The major exception includes mutations that have a fitness advantage. In which case, the chance of fixation goes to 2s. A substantial number of such mutations that happened in the last 40,000 years have proceeded up to frequencies over 20 percent. They account for most of the high Fst SNPs, and by means of hitchhiking, for most changes in the frequencies of neutral polymorphisms.

John Hawks said...

Assuming the present effective size is a third the census size, we'll be waiting an average of

Sorry about that. An average of over 100 billion years.

John Hawks said...

For yet unknown reasons, there are a lot of diseases alleles (mutational hotspot?). To start invoking a story to say breaking the enzyme is good, and positively selected, seems like an immense stretch.

Recurrent mutation does not require bottlenecks to get a disorder up to a high collective frequency.
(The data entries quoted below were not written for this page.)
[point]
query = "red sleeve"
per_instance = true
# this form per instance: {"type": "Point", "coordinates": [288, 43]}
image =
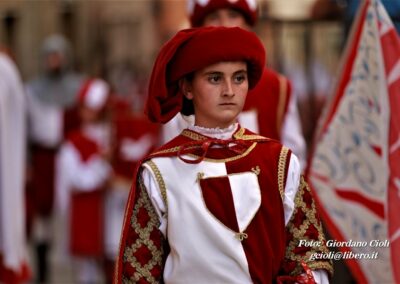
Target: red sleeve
{"type": "Point", "coordinates": [142, 249]}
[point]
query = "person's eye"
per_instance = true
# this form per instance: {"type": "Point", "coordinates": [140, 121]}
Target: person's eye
{"type": "Point", "coordinates": [234, 14]}
{"type": "Point", "coordinates": [214, 78]}
{"type": "Point", "coordinates": [240, 78]}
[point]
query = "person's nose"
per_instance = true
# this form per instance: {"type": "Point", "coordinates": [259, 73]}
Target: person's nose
{"type": "Point", "coordinates": [228, 90]}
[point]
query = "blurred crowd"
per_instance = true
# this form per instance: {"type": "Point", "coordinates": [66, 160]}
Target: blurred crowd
{"type": "Point", "coordinates": [65, 189]}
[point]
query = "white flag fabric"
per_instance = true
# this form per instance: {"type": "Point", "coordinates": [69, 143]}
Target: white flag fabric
{"type": "Point", "coordinates": [13, 244]}
{"type": "Point", "coordinates": [354, 168]}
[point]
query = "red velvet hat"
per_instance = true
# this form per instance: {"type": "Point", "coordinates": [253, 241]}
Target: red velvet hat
{"type": "Point", "coordinates": [199, 9]}
{"type": "Point", "coordinates": [193, 49]}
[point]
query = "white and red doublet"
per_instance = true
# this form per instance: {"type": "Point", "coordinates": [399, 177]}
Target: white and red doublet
{"type": "Point", "coordinates": [218, 208]}
{"type": "Point", "coordinates": [270, 110]}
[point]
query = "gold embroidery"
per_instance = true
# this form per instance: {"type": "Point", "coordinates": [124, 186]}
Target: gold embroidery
{"type": "Point", "coordinates": [160, 181]}
{"type": "Point", "coordinates": [241, 236]}
{"type": "Point", "coordinates": [144, 240]}
{"type": "Point", "coordinates": [281, 170]}
{"type": "Point", "coordinates": [256, 170]}
{"type": "Point", "coordinates": [228, 159]}
{"type": "Point", "coordinates": [200, 175]}
{"type": "Point", "coordinates": [300, 233]}
{"type": "Point", "coordinates": [193, 135]}
{"type": "Point", "coordinates": [240, 135]}
{"type": "Point", "coordinates": [170, 150]}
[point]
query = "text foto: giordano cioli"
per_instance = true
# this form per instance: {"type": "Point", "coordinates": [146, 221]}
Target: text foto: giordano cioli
{"type": "Point", "coordinates": [349, 243]}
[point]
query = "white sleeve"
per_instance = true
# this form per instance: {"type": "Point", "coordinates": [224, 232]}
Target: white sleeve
{"type": "Point", "coordinates": [84, 176]}
{"type": "Point", "coordinates": [292, 135]}
{"type": "Point", "coordinates": [292, 185]}
{"type": "Point", "coordinates": [153, 190]}
{"type": "Point", "coordinates": [174, 127]}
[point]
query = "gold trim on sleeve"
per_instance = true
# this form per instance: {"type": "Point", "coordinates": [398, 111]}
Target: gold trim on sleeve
{"type": "Point", "coordinates": [299, 233]}
{"type": "Point", "coordinates": [281, 170]}
{"type": "Point", "coordinates": [143, 272]}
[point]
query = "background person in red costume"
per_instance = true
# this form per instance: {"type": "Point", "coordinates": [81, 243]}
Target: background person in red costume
{"type": "Point", "coordinates": [218, 203]}
{"type": "Point", "coordinates": [51, 98]}
{"type": "Point", "coordinates": [83, 171]}
{"type": "Point", "coordinates": [271, 110]}
{"type": "Point", "coordinates": [14, 266]}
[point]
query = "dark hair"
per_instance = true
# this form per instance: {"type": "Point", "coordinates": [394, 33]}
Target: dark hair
{"type": "Point", "coordinates": [187, 105]}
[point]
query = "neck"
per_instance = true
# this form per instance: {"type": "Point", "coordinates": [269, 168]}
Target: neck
{"type": "Point", "coordinates": [219, 133]}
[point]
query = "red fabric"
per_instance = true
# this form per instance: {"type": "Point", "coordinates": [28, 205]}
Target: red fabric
{"type": "Point", "coordinates": [86, 223]}
{"type": "Point", "coordinates": [391, 52]}
{"type": "Point", "coordinates": [83, 90]}
{"type": "Point", "coordinates": [265, 245]}
{"type": "Point", "coordinates": [85, 146]}
{"type": "Point", "coordinates": [42, 183]}
{"type": "Point", "coordinates": [270, 98]}
{"type": "Point", "coordinates": [133, 127]}
{"type": "Point", "coordinates": [72, 120]}
{"type": "Point", "coordinates": [192, 49]}
{"type": "Point", "coordinates": [200, 11]}
{"type": "Point", "coordinates": [220, 202]}
{"type": "Point", "coordinates": [9, 276]}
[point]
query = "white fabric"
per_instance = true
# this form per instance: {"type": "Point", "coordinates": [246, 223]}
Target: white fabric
{"type": "Point", "coordinates": [72, 172]}
{"type": "Point", "coordinates": [178, 173]}
{"type": "Point", "coordinates": [96, 95]}
{"type": "Point", "coordinates": [246, 195]}
{"type": "Point", "coordinates": [292, 134]}
{"type": "Point", "coordinates": [12, 166]}
{"type": "Point", "coordinates": [193, 251]}
{"type": "Point", "coordinates": [134, 150]}
{"type": "Point", "coordinates": [46, 121]}
{"type": "Point", "coordinates": [115, 202]}
{"type": "Point", "coordinates": [174, 127]}
{"type": "Point", "coordinates": [218, 133]}
{"type": "Point", "coordinates": [249, 119]}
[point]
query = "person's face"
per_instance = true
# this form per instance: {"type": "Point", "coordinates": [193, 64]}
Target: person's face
{"type": "Point", "coordinates": [218, 93]}
{"type": "Point", "coordinates": [54, 62]}
{"type": "Point", "coordinates": [226, 18]}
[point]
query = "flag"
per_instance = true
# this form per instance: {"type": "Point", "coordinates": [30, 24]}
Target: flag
{"type": "Point", "coordinates": [354, 168]}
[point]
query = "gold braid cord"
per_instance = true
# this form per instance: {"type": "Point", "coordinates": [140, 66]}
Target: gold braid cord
{"type": "Point", "coordinates": [143, 251]}
{"type": "Point", "coordinates": [304, 225]}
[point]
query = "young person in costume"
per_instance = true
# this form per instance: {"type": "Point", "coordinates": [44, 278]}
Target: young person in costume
{"type": "Point", "coordinates": [83, 173]}
{"type": "Point", "coordinates": [271, 109]}
{"type": "Point", "coordinates": [218, 203]}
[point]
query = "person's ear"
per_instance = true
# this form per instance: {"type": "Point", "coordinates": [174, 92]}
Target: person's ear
{"type": "Point", "coordinates": [186, 88]}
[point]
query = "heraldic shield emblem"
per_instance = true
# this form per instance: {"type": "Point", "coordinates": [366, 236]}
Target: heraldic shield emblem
{"type": "Point", "coordinates": [232, 199]}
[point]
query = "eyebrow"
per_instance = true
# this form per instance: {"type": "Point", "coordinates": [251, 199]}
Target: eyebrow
{"type": "Point", "coordinates": [220, 73]}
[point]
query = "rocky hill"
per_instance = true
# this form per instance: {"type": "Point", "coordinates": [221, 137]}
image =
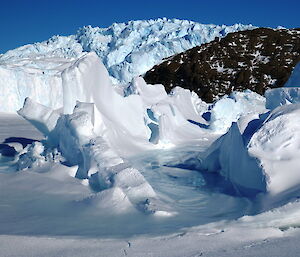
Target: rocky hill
{"type": "Point", "coordinates": [254, 59]}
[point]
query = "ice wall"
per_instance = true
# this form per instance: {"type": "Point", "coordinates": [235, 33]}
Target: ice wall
{"type": "Point", "coordinates": [126, 49]}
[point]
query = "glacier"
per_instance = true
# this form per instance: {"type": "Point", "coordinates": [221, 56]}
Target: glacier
{"type": "Point", "coordinates": [92, 129]}
{"type": "Point", "coordinates": [127, 50]}
{"type": "Point", "coordinates": [135, 163]}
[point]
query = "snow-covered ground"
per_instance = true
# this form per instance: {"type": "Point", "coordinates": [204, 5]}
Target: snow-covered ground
{"type": "Point", "coordinates": [143, 173]}
{"type": "Point", "coordinates": [127, 50]}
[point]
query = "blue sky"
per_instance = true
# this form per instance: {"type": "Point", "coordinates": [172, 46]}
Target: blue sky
{"type": "Point", "coordinates": [29, 21]}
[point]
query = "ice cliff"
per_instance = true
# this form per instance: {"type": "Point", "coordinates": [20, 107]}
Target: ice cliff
{"type": "Point", "coordinates": [126, 50]}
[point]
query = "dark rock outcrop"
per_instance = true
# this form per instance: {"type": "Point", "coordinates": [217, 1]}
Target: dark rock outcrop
{"type": "Point", "coordinates": [254, 59]}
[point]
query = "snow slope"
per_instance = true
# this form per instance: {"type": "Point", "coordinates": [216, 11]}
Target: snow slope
{"type": "Point", "coordinates": [126, 49]}
{"type": "Point", "coordinates": [129, 174]}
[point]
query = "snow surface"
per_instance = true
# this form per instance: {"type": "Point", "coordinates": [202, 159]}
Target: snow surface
{"type": "Point", "coordinates": [127, 50]}
{"type": "Point", "coordinates": [148, 173]}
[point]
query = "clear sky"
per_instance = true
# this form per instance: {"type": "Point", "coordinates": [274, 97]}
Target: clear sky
{"type": "Point", "coordinates": [29, 21]}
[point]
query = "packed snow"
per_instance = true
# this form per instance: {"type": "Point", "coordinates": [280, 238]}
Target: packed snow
{"type": "Point", "coordinates": [138, 171]}
{"type": "Point", "coordinates": [126, 50]}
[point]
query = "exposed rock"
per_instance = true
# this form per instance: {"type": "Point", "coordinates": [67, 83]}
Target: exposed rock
{"type": "Point", "coordinates": [256, 59]}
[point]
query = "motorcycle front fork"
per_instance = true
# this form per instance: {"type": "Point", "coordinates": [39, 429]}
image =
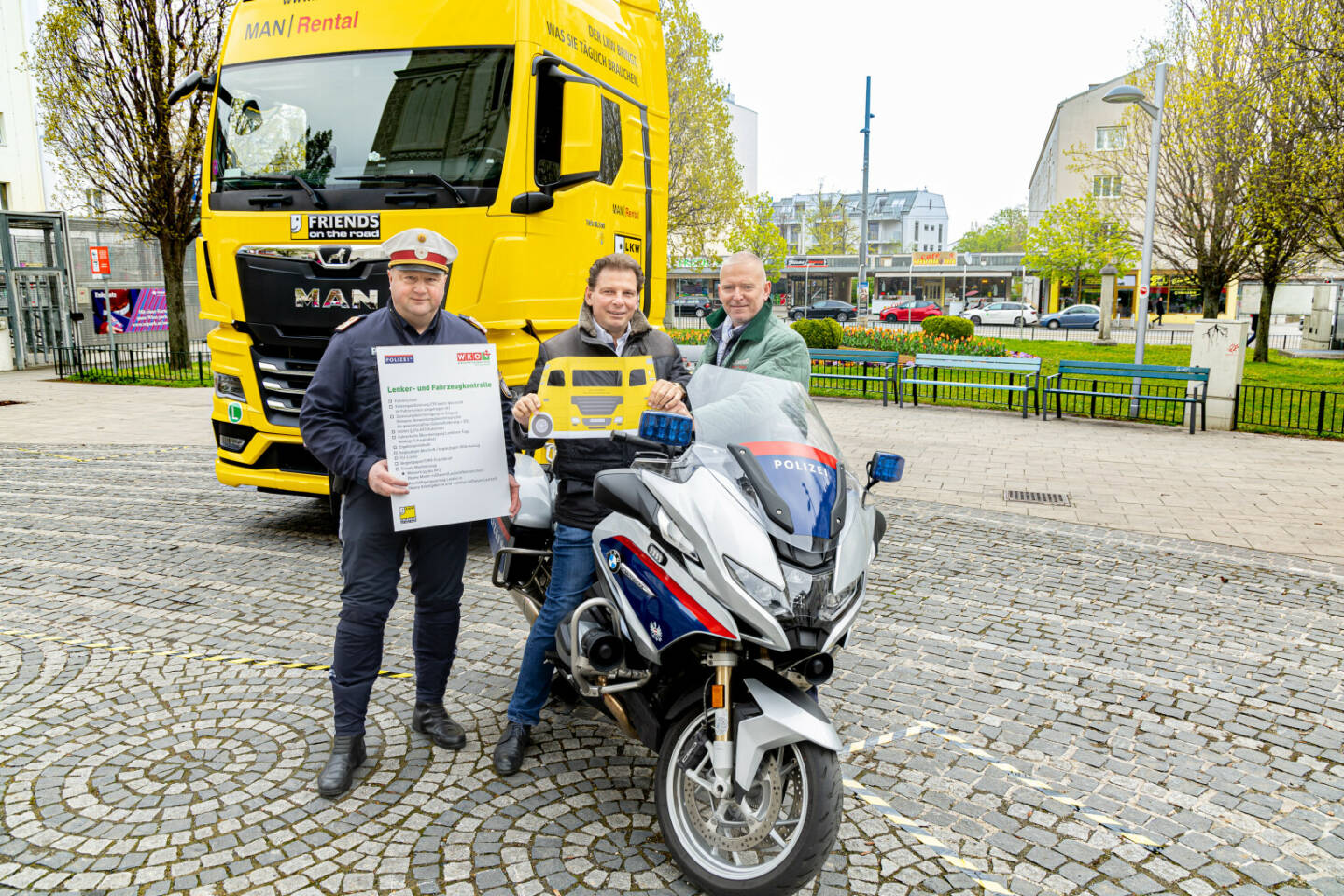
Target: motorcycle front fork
{"type": "Point", "coordinates": [721, 713]}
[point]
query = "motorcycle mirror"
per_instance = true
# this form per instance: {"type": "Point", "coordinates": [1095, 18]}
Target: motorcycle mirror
{"type": "Point", "coordinates": [886, 467]}
{"type": "Point", "coordinates": [666, 428]}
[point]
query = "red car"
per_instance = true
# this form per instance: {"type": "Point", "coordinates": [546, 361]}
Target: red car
{"type": "Point", "coordinates": [912, 309]}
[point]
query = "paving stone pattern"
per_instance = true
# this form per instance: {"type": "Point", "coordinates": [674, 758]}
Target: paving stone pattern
{"type": "Point", "coordinates": [1191, 692]}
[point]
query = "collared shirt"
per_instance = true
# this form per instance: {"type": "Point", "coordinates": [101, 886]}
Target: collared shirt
{"type": "Point", "coordinates": [617, 344]}
{"type": "Point", "coordinates": [727, 335]}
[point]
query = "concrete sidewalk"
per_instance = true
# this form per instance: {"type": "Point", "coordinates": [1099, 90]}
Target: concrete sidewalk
{"type": "Point", "coordinates": [1267, 492]}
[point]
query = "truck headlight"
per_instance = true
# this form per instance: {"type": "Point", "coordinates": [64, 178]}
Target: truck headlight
{"type": "Point", "coordinates": [761, 592]}
{"type": "Point", "coordinates": [229, 385]}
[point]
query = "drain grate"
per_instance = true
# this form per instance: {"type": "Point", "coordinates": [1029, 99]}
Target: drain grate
{"type": "Point", "coordinates": [1056, 498]}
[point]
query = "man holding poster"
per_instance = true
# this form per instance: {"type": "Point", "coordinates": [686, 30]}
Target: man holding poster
{"type": "Point", "coordinates": [343, 425]}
Neurofibromatosis is another example.

Larry Moran said...

John Hawks says,

Hence, the number originating in each generation that will ultimately fix is u/2. This is called the substitution rate, and it is independent of population size for neutral mutations.

For this reason, there were approximately 130 neutral mutations fixed each generation in the past -- that's four orders of magnitude less than your estimate.


You are correct and I was completely wrong. Anyone reading this comment thread should ignore most of what I said in my earlier comment about fixation. I don't have an excuse for getting it wrong.

There are about 130 mutations fixed per generation regardless of effective population size.

Thus, in the ancient past when there were only 10,000 humans there were 130 neutral alleles fixed per generation. Today, with 7 billion people, if that is the effective population size then, at equilibrium, there will still only be 130 neutral mutations fixed per generation.

However, if the species is currently subdivided into many different populations then each one could be fixing 130 mutations per generation. I don't think there's any doubt that our species is subdivided. That's why different races have different characteristics. There was very little gene flow between them until recently.

When John says,

We still have the same level of variation as expected for a Wright-Fisher population of 10,000 individuals.

That statement flies in the face of common sense. Many of the variants we see today simply didn't exist 50,000 years ago. If we traveled back in time to visits our ancestors I doubt very much whether any of them would have red hair, blue eyes, or any of the defining characteristics of today's Asians.

John Hawks said...

That statement flies in the face of common sense. Many of the variants we see today simply didn't exist 50,000 years ago. If we traveled back in time to visits our ancestors I doubt very much whether any of them would have red hair, blue eyes, or any of the defining characteristics of today's Asians.

Yes. Isn't it amazing? It's almost as if some force had pushed these functional variations to high frequencies!

John Hawks said...

However, if the species is currently subdivided into many different populations then each one could be fixing 130 mutations per generation. I don't think there's any doubt that our species is subdivided. That's why different races have different characteristics. There was very little gene flow between them until recently.

It takes very little gene flow to maintain our very low Fst -- only 2 migrants per population per generation. The heterozygosity in human subpopulations is reduced only 10 percent from the panmictic expectation. Besides that, the fixation time for new mutations is on the order of 2N.

The Other Jim said...

Regarding Tay-Sachs and overdominance, is there any evidence of this? Or is this a post-hoc explanation to fit your hypothesis. I've done some digging and cannot find the evidence of of a heterozygote advantage with any of the HEXA alleles.

gcochran said...

Well, this has been an interesting exchange.